La nouvelle étude note que Meta accepte que les publications anti-trans restent en ligne et que les personnes LGBT+ qui sont sur ces réseaux « subissent un nombre croissant de préjudices bien documentés dans le monde réel » en raison de « campagnes de propagande menées par des extrémistes ». -LGBTQ que Meta permet de s'épanouir sur ses plateformes.
« Meta continue de licencier des équipes critiques de confiance et de sécurité – chargées de la modération du contenu – et s'appuie de plus en plus sur des systèmes d'intelligence artificielle inefficaces pour la modération du contenu », note GLAAD.
L’étude documente plusieurs exemples de contenus anti-trans publiés sur Facebook, Instagram et Threads entre juin 2023 et mars de cette année.
« Une grande partie du contenu aborde spécifiquement la déshumanisation.

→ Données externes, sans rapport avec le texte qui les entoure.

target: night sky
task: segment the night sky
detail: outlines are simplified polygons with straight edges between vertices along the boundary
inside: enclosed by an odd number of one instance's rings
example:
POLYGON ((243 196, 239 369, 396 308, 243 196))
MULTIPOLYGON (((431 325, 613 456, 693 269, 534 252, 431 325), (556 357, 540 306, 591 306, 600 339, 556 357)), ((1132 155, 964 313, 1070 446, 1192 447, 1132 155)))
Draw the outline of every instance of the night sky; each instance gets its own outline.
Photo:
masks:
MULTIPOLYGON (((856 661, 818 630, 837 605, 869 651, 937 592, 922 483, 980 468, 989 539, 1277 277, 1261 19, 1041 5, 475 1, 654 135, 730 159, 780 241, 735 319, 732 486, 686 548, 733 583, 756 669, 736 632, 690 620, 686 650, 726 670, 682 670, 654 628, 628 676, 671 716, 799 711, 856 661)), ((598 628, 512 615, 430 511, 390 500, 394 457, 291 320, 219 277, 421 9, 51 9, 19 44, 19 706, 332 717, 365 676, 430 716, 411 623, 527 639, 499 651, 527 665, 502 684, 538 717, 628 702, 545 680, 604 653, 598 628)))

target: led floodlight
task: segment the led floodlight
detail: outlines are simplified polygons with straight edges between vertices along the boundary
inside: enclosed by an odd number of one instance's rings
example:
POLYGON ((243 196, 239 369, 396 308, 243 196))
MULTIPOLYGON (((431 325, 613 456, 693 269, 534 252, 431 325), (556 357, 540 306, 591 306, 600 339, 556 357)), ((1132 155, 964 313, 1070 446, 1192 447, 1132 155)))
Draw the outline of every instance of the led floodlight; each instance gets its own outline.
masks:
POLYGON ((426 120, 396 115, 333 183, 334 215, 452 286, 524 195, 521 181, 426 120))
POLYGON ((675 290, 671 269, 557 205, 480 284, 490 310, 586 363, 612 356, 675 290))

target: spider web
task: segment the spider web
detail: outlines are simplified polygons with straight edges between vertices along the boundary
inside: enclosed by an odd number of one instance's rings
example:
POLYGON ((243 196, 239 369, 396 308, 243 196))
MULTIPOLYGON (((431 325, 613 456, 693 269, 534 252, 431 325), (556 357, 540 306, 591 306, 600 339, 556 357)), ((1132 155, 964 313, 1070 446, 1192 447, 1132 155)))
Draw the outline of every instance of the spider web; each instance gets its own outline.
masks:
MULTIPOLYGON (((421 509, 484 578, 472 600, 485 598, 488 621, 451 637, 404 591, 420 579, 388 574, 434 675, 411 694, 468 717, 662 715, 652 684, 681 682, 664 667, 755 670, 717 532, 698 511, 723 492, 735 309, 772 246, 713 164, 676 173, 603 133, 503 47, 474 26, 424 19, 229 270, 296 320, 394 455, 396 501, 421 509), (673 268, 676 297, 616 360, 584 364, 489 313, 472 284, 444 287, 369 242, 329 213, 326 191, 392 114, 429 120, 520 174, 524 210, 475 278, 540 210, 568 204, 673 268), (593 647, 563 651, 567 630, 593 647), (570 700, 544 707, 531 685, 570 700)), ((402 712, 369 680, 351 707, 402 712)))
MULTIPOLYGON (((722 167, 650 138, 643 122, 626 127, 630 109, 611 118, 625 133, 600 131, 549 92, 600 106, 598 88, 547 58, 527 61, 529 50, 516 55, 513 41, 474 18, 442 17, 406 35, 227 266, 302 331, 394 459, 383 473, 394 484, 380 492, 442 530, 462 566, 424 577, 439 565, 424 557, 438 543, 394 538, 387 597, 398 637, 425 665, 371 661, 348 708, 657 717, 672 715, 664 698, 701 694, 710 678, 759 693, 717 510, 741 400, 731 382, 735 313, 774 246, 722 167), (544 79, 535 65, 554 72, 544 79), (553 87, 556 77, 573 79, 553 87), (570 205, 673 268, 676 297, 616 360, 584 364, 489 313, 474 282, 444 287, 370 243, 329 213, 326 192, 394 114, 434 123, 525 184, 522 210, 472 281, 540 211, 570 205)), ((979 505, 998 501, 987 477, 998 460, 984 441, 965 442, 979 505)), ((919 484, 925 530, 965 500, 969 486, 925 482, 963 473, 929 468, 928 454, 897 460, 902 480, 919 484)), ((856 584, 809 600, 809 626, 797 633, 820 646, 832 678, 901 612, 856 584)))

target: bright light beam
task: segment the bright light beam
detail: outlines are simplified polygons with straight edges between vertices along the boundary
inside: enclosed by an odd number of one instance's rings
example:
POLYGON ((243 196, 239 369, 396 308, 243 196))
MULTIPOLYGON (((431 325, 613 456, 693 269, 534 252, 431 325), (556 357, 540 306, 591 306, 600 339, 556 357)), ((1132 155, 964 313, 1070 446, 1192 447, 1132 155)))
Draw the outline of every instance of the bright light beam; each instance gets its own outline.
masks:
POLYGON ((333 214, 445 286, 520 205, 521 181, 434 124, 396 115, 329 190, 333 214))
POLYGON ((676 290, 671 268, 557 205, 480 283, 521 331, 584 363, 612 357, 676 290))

Les plateformes de médias sociaux comme Meta interdisent les discours déshumanisants contre des groupes historiquement marginalisés, car ils peuvent constituer un dangereux précurseur à la perpétration de violences dans le monde réel. Cependant, Meta a considéré que le contenu ne violait pas ses politiques ou n'avait tout simplement pas pris de mesures à cet égard », a souligné l'alliance.